I have lived in Cincinnati for close to 13 years and I’ve never been on a Metro bus. For the last few months I’ve been thinking about this fact, and it bothers me because I’m not sure where the problem lies. Is it Cincinnati or me?
As I’ve mentioned before, I’m originally from Asheville, N.C., back when it was a far less enlightened destination. Thirty years ago, no one would have ever imagined the alternative global haven of today. But that’s where I learned my first set of lessons about public transportation.
My grandmother worked as a domestic, so at least three days a week, especially during the summers when I was too young to go traipsing off on my own, she woke me up early, made sure I was fed and properly dressed and took me to work with her. That meant waiting at the bus stop with other women, like my Nana, proud and pressed, eager to shake my hand and talk with her about their families and the coming day. I remember the ladies and gents, mostly black folks, who smiled and nodded at me as we stepped on the bus and searched for seats. I was a quiet kid, so it was natural to just sit back and study the other riders; it made the trip fly by.
We would arrive downtown and transfer to another bus that would take us away from the downtown park and business district, such as it was (a few local banks and old shopping favorites like Woolworth and JC Penney). There were more hands to shake, more faces, still largely black, and unspoken divisions. The few white folks never went out of their way to speak to my grandmother. They didn’t smile or reach out to shake my hand. I wouldn’t have said it this way at the time, but in hindsight I realize that I was invisible to them in exactly the way Ralph Ellison wrote about. This was a time before the explosion of urban violence, the rise of Hip Hop and baggy jeans, and this was a firmly Southern town.

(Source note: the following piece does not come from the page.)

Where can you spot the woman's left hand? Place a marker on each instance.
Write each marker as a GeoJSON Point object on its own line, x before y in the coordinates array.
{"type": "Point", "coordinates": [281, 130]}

The bus boycott was an episode no one would have mentioned.
Assassinations. Civil Rights. The Black Panthers. None of these topics mattered in the park or on these buses. Everybody just kept their heads down and went about their business, stuck to their own. Public transportation made all this possible in those not-quite post-Civil Rights days.
Buses hold a significant place in my memories, despite the fact that we also had a car, and as I got older I ended up hanging out with friends who either saved up to buy their own first cars or borrowed family cars for weekend excursions. Between those days with my grandmother and my teenage years, the bus granted me my first taste of freedom. The bus was about getting into the center of our little city, down to Malaprops, our first independent bookstore (which is still going strong, and in fact remains one of those hotspots for writers who hit the road for book tours), the public library, St. Lawrence Catholic Church (now a basilica), where I served as an altar boy until I left at 16 for prep school.
Now, during my trips back home, I no longer ride the bus. Of course, downtown Asheville has changed. The park and the business district have evolved. The buses no longer maintain the same open depot because downtown is a walking village, full of trendy green restaurants and globally focused markets and shops. Malaprops and St. Lawrence are still there, but the people, the black folks that used to congregate and wait for buses to take them to work, they aren’t there anymore.
It’s a complicated situation, public transportation, particularly in urban areas struggling with their urbanity. I’m intrigued by an op-ed I saw Feb. 11 in the New York Daily News by urbanist Richard Florida, who argues that if President Obama wants to create a meaningful legacy during his second term he should consider setting up a Department of Cities. Drawing from various established Cabinet-level departments (Housing and Urban Development, Energy, Education, Commerce, Interior and Transportation), the Cities position would allow for a sharper focus of discussion and implementation and should be spearheaded by a real visionary who has a proven record of changing urban landscapes. (Think Pennsylvania Gov. Ed Rendell or New York City Mayor Michael Bloomberg.)
I’m already sold on the idea and not at all because of the names being bandied about or the wonky policy and data points that Florida outlined in his proposal (which sadly will probably never happen). No, for me, this is an idea that could re-establish and mobilize communities across the country. It could set the stage for a generation of American urban dwellers to emerge with their own stories/memories to hand down to those that follow them. I firmly believe that all the fears about the changing face and demographics of America are rooted in an unspoken concern about America’s shift back to cities, away from the rural heartland of Middle America.
We need to address the fears, plain and simple and right now. There’s no need to leave anyone behind. And it’s time for me to get my butt back on the bus again. Let’s ride.